La firme de Mountain View ne s'est pas privée de profiter des déboires de Zoom, victime notamment d'intrusions inamicales baptisées «Zoombombing». «J'ai vu maintes et maintes fois des clients qui avaient des problèmes de sécurité et de fiabilité avec d'autres solutions», a déclaré à l'agence Reuters Javier Soltero, vice-président de Google, citant le cas d'écoles new-yorkaises ayant passé de Zoom à Meet.

Rivalité avec Microsoft

Google est contraint de réagir alors que jusqu'ici ce sont les solutions Zoom et Teams de son grand concurrent américain Microsoft qui ont monopolisé les premières places dans les classements de téléchargements d'applications. Dans cette lutte aux nouveaux utilisateurs, Google ne facture pas aux clients les mises à niveau des fonctionnalités liées à Meet, tels que les appels vidéo volumineux, pendant une période de six mois se terminant en septembre.
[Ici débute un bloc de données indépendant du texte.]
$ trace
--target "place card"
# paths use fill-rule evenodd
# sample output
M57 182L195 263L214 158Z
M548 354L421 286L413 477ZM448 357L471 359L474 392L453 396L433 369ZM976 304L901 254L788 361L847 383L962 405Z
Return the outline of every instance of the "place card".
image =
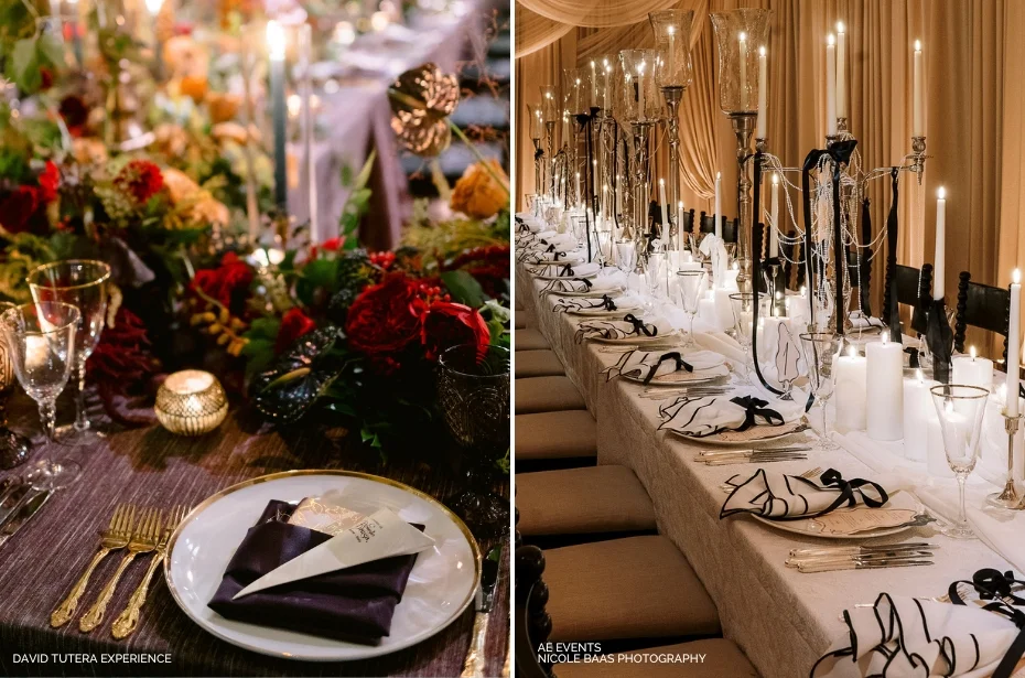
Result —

Meet, qui n'est disponible que pour les écoles, les entreprises et les administrations publiques fait partie de la suite bureautique en ligne G Suite. L'outil est désormais clairement séparé de Hangouts destiné au grand public et dont la grande banque britannique Standard Chartered avait interdit l'utilisation à ses employés au même titre que Zoom, en raison «d'un cryptage insuffisant pour assurer la confidentialité des conversations».